Has Labour abandoned its red lines on Brexit?

If the frontbench are not prepared to follow party policy, they should go back to members.

In March 2017, Keir Starmer announced Labour’s six tests for any Brexit deal with great fanfare in a speech at Chatham House. He made a clear commitment to the six tests, saying “let me be clear: Labour will not support a deal that fails to reflect core British values and the six tests”.

The importance of the six tests was further reinforced by the Brexit motion passed by Labour Party Conference in September 2018. This stated “Labour has set six robust tests for the final Brexit deal. Conference believes Labour MPs must vote against any Tory deal failing to meet these tests in full.”

Jeremy Corbyn also said in November that “if this deal doesn’t meet our six tests and work for the whole country, then we will vote against it”. Analysis by a professor of European law for Left Foot Forward suggested the motion was close to backing membership of the European Economic Area at a minimum.

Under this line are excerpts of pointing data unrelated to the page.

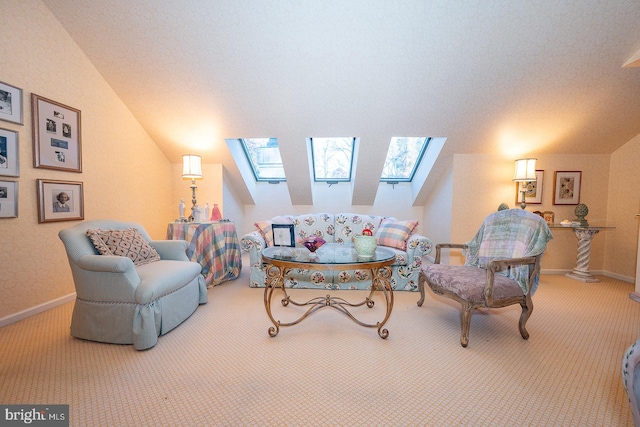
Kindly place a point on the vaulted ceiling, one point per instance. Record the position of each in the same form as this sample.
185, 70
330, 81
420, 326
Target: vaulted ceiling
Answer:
515, 77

Yet recently, the six tests have largely been absent from the Labour shadow cabinet’s lexicon. This is important because one of the key six texts for a Brexit deal is: “does it deliver the “exact same benefits” as we currently have as members of the single market and customs union?”

Astonishingly, despite the very clear statement by Labour Party conference in support of the six tests, Jeremy Corbyn’s speech in the debate on Withdrawal Agreement didn’t mention the single market once. In the following Parliamentary debate, Labour tabled an amendment that the options that should be considered should include:

“Negotiating changes to the draft Withdrawal Agreement and Political Declaration so as to secure a permanent customs union with the EU, a strong relationship with the single market underpinned by shared institutions and obligations, and dynamic alignment on rights and standards”.

Now Jeremy Corbyn has written to the Prime Minister making five demands for “sensible agreement”. This does not include the test on whether the deals delivers the “exact same benefits” we currently have as members of the single market and customs union.

This is clearly a weakening of the position set out by Keir Starmer, supported by Jeremy Corbyn and unanimously agreed by Labour Party conference.

Instead of a commitment to the exact same benefits of the single market and the customs union, this is replaced with new linguistic contortions resulting in an amorphous reference to a “close alignment with the single market” and membership of “a UK-wide customs union”.

It is not clear what any of this means, not least in relation to the customs union where Labour seems to have jettisoned its commitment to members of a customers union with the EU.

This week has seen Nissan cancel its planned production of the X-Trail in Sunderland, demonstrating the reality of Brexit all too clearly. Matt Western, the MP for Warwick and Leamington, who worked in the car industry before entering Parliament, pointed out in the debate on Nissan’s decision that the car industry wants a customs union and single market deal.

Unite, which represents workers at Nissan Sunderland, also has a policy that Labour’s six tests “must” be met. This is backed up by the Society of Motor Manufacturers and Traders, which has called on the government to commit to “continued membership of the customs union and maintenance of the benefits the single market delivers”.

It is vital that Labour make its position on the single market and customs union clear, showing how we differ from the Tory approach.

Jeremy Corbyn and Keir Starmer should urgently explain why the six tests have seemingly been dumped. The shadow frontbench might argue that they are reacting to circumstances or that we are now in the “all options” scenario described by the conference motion and that this gives them free reign. However, this would be a preposterous position, as Labour members certainly would not consider the motion as giving the front bench a blank check to cave into pressure from the hard right of the Conservative Party. 

If the frontbench are not prepared to follow party policy, or are unsure about what it means, then they should convene a special conference and argue for the alternative approach they would like to pursue.

We can see how effective that approach was in carving a united position that has withstood the various challenges over the last few months. Now is the time to renew our approach. Labour members are rightly proud of our commitment to internal democracy, let’s make sure we can continue to be proud of it.

Omar Salem writes in a personal capacity.